'Downton Abbey' Offers Sweetness and Sour Similarities to Age of Obama

'Downton Abbey' Offers Sweetness and Sour Similarities to Age of Obama

Count me as one of the millions of ardent fans of “Downton Abbey.” Light years beyond a drawing room soap opera, this finely lensed and brilliantly written and acted drama fashions such a rich tapestry of human interaction as to stagger and awe this happy viewer.

I watch it like a rabid football fan, aching for my favorites to move the heart forward; and booing the villains’ interceptions, fumble recoveries … and scores.

In “Downton Abbey” love is the prize and avarice the opponent. And when the yearning yields past pretense and love inevitably shines through, as it does even within this stilted, formal and pre-patterned hierarchy … it’s absolute magic.

And startling so, without the usual cable compliment of car crashes, shootouts, stabbings and titty bars. What “Downton Abbey” does have is an anachronistic quality that is so sorely lacking in almost all productions on television or movie theaters as to render it a precious gem beyond value. That quality … is “sweetness.”

I had almost forgotten this quality could be injected into a television drama today, so strikingly foreign it felt. And I believe this is the key to its success. Indeed, this is what audiences have been, and always will be, yearning for, pining for, praying for, from the deepest recesses of their hearts. Simple human sweetness.

And it’s not saccharin … or syrupy or in any way disingenuous. The sweetness in “Downton Abbey” is subtle and genuine. And absolutely lovely.

I realize at this point many of my military, sports or MMA buds will suggest that I’m now channeling my “inner Alan Alda” … but so be it. “Downton Abbey” is filmmaking at its very finest, with or without the titty bars.

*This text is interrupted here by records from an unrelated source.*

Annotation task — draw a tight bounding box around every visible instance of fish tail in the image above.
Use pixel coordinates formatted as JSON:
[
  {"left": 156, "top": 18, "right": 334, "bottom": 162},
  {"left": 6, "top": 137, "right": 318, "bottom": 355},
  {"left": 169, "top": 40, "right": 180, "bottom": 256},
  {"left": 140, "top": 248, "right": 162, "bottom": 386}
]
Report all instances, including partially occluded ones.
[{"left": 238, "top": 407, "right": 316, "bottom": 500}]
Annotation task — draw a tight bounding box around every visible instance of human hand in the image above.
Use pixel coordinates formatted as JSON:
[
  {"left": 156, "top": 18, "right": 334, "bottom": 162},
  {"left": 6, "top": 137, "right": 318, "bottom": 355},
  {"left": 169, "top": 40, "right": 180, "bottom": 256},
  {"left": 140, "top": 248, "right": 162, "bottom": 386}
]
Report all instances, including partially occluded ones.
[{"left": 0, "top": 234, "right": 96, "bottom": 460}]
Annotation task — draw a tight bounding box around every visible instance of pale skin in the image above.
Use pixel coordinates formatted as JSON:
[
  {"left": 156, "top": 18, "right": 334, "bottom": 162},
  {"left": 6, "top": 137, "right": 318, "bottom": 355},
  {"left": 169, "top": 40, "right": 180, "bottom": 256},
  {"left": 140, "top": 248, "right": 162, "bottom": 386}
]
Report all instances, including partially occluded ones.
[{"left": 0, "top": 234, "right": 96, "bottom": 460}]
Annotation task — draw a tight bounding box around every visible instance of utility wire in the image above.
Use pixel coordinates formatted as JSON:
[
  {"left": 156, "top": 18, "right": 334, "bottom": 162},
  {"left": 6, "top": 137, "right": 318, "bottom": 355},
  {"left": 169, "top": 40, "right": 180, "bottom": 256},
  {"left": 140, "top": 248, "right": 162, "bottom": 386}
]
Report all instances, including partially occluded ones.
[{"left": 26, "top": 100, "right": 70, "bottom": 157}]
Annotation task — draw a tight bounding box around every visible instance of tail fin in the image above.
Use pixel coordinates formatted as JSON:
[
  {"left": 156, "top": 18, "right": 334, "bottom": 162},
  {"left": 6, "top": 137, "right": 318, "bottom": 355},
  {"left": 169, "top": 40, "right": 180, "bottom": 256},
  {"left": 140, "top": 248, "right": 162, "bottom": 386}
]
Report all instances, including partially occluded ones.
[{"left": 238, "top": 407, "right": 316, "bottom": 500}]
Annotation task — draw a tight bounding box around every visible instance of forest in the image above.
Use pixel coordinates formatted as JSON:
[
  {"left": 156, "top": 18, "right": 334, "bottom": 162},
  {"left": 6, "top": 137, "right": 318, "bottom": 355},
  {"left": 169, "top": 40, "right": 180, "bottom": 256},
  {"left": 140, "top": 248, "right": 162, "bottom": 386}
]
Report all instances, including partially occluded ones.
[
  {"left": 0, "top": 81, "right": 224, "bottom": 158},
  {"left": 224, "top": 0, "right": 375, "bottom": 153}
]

Now – it’s time to ground and pound.

Not the show, but the age. The Edwardian Age – that period in the United Kingdom covering the reign of King Edward VII, 1901 to 1910. It was the age of the rich Aristocrat, into which you were born; or remained an outside observer. The rich remained rich — and the poor, well, they really had no way to climb out of their social status. You were either an aristocrat or a lowly member of the working class. And never the twain shall meet.

Times have changed … somewhat … in Britain. But as a friend of mine revealed, it hasn’t changed all that much. Back in the late ’80s I worked in Europe on a Telly Savalas TV movie, and a British actor, Ned Vukovic, (he of Croatian background) told me of the barely veiled prejudices he battled daily. The discrimination he encountered based upon his family lineage, etc. … foreign to any American this side of the Hamptons. Ned would say, “What I like about America … is that it is a ‘meritocracy.’ It doesn’t matter how you spell your last name or where your family is from; you excel or fail based upon your own talents and personal effort. And I like that!”

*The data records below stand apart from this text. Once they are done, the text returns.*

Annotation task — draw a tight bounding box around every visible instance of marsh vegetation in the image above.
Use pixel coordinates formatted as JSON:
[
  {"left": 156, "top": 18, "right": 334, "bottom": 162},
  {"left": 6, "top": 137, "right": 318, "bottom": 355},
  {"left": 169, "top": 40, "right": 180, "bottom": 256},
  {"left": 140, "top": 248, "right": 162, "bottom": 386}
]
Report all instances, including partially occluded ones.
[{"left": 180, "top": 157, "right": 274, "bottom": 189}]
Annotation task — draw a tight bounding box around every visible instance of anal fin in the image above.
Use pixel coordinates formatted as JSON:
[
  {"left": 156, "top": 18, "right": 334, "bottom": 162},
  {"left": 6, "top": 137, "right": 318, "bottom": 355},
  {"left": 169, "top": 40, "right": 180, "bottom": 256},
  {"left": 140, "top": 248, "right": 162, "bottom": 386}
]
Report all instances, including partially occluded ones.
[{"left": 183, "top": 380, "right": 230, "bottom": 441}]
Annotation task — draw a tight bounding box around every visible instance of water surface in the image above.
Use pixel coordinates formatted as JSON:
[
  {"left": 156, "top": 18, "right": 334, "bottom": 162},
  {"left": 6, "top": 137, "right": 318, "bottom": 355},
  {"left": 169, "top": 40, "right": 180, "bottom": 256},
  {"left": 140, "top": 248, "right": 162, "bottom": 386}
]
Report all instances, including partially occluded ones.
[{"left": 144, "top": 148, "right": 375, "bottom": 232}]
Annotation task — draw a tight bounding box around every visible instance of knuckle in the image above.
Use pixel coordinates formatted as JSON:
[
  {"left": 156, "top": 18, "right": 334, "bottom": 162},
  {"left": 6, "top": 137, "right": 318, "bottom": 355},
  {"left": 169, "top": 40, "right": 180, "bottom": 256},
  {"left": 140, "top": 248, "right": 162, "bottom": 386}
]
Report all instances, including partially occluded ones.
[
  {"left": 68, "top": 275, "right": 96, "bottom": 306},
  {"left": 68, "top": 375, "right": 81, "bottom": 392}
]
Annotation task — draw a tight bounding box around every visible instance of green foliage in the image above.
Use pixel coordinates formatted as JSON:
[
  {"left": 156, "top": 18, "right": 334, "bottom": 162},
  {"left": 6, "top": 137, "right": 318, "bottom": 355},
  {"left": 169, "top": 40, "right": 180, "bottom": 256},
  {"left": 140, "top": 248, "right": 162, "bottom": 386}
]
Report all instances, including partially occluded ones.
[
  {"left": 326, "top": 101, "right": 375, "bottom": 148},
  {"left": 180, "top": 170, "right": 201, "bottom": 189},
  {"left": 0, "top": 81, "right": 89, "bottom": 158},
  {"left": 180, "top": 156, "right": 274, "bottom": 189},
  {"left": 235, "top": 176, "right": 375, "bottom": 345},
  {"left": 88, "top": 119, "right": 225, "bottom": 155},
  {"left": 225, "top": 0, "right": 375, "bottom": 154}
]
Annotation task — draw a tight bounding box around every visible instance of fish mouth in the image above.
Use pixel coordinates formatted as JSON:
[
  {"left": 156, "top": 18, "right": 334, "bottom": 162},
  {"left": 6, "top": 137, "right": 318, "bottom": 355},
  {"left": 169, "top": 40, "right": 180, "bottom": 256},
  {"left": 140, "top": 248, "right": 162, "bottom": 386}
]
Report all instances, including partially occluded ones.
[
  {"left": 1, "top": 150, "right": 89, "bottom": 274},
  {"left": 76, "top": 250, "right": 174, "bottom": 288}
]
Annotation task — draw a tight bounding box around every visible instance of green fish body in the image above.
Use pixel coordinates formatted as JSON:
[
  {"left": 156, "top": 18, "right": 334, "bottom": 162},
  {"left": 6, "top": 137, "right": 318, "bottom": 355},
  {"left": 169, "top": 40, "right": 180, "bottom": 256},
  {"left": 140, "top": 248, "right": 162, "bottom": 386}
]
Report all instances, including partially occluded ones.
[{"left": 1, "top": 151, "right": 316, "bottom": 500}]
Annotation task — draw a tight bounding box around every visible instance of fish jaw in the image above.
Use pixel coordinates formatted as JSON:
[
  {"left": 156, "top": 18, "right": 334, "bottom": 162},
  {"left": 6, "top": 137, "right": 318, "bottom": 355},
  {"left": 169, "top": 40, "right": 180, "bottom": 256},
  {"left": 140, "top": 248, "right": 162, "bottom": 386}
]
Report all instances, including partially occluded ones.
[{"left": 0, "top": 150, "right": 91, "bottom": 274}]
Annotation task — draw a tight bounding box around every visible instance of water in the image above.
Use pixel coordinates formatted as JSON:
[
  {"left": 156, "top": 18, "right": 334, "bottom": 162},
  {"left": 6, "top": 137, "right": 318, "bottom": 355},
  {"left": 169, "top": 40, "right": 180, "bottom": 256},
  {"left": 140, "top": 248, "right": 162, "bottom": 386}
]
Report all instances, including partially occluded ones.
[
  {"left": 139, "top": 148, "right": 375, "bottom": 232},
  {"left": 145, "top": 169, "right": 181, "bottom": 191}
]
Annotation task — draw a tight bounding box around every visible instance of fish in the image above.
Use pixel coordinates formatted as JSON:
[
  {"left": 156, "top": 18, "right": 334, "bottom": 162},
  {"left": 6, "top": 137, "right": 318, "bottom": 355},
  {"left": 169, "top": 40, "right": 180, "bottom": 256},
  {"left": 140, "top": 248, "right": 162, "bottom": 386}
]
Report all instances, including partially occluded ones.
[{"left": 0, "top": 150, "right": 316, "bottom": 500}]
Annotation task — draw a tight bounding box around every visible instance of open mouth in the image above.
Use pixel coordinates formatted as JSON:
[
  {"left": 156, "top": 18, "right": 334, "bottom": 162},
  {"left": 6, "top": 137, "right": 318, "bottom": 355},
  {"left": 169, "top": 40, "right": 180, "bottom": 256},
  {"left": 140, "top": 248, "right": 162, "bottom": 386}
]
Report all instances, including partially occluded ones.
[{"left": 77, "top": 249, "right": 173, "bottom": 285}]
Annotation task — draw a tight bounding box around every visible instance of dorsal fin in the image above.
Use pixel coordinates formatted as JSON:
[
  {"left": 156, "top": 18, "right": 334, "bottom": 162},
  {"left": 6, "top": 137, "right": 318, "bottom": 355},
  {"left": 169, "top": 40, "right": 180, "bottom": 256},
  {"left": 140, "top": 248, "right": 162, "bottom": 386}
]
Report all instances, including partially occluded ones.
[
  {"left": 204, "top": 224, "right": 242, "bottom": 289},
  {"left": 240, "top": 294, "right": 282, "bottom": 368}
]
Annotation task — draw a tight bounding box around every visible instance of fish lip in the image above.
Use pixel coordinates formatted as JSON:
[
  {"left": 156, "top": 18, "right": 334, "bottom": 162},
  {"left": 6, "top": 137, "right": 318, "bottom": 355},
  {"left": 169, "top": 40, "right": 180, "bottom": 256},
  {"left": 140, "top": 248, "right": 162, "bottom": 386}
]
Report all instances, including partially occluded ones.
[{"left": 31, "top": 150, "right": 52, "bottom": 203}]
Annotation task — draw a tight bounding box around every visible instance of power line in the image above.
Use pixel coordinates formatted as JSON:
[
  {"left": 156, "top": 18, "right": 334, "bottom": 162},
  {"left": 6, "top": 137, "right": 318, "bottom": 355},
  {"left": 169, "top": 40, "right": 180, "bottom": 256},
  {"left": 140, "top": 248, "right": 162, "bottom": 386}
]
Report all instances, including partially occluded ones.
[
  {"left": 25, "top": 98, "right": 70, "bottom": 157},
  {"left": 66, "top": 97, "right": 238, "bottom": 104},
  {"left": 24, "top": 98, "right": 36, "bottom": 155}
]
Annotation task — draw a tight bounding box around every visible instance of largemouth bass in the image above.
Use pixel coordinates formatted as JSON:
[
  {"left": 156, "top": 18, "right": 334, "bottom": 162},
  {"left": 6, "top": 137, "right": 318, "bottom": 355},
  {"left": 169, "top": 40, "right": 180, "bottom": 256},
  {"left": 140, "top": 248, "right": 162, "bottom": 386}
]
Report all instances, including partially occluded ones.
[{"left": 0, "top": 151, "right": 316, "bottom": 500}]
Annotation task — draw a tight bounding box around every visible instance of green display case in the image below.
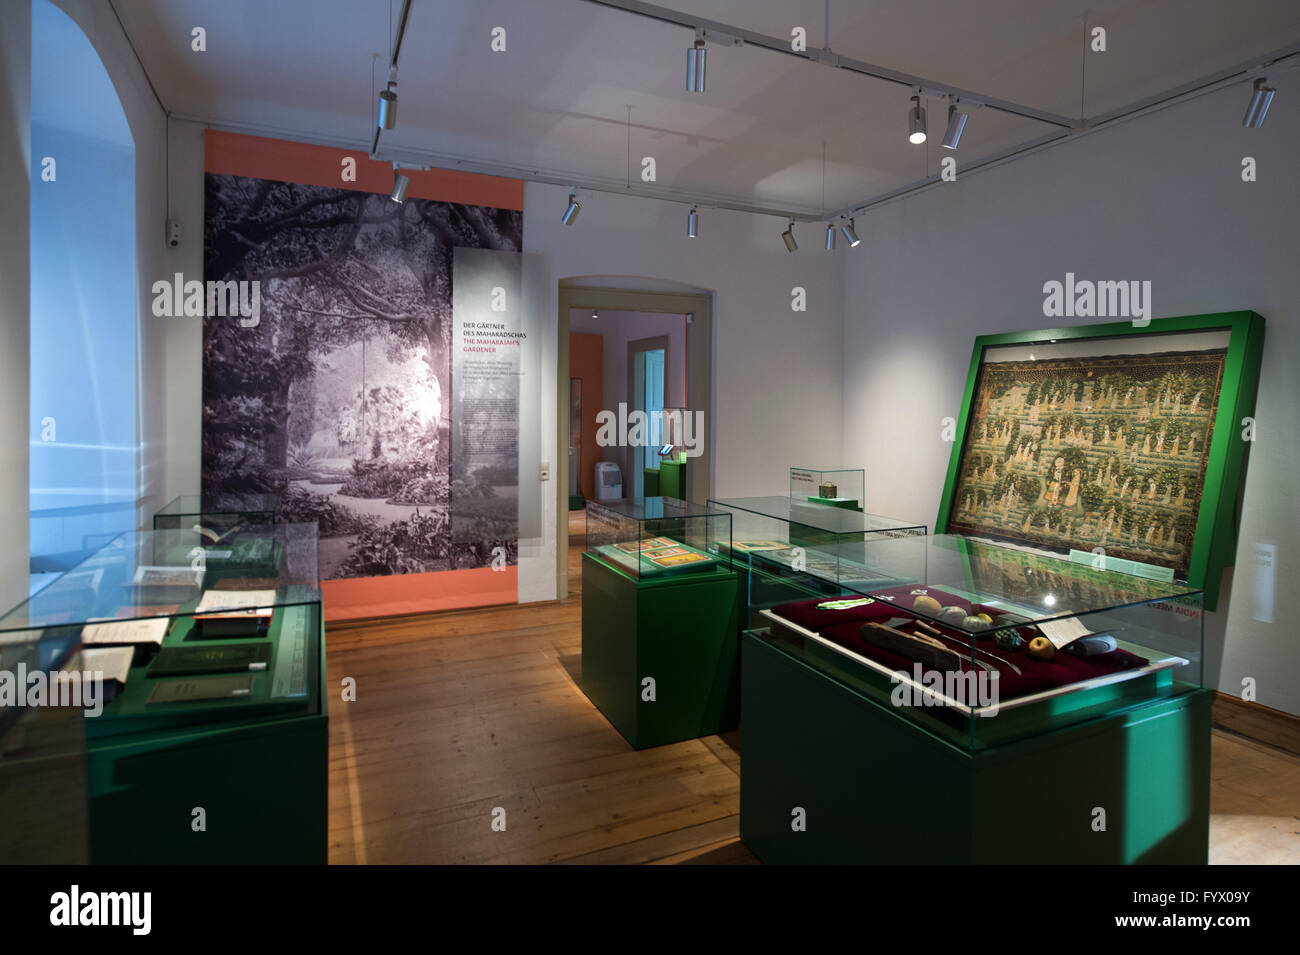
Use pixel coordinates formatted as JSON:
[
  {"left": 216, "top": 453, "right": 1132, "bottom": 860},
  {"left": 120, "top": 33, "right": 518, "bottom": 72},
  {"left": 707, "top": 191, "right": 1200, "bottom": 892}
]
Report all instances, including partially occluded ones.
[
  {"left": 585, "top": 497, "right": 729, "bottom": 578},
  {"left": 152, "top": 492, "right": 280, "bottom": 533},
  {"left": 581, "top": 498, "right": 738, "bottom": 748},
  {"left": 0, "top": 623, "right": 89, "bottom": 864},
  {"left": 740, "top": 533, "right": 1209, "bottom": 863},
  {"left": 0, "top": 522, "right": 326, "bottom": 864},
  {"left": 789, "top": 466, "right": 864, "bottom": 510}
]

I liked it too. When I talked to Ned, I felt proud to be an American.

Maggie Smith

Watching “Downton Abbey,” I am struck by the similarities of the aristocratic Edwardian era and the Obama ruling class. Both systems foster class envy from the lower, entrenched classes. Upward mobility is very difficult. In both, the ultra rich and powerful are excused from many of life’s requirements of the lesser classes.

In the case of the ruling class, even though they arrived at their station by promising to work for the lesser classes, they somehow manage to exempt themselves from actually having to live under the constraints they force upon the rest of us. The ruling class regularly votes itself huge pensions for life and raises perks far outside the reach of those not within its fold. And I’ve never actually heard them utter the words, “Let them eat cake,” but you know they think it. Or at least, “Let them work and earn and make the cake, and then we’ll take most of it and they can eat what’s left of whatever we allow them to keep” … seems more like it.

Funny how, the more things change, the more they stay the same.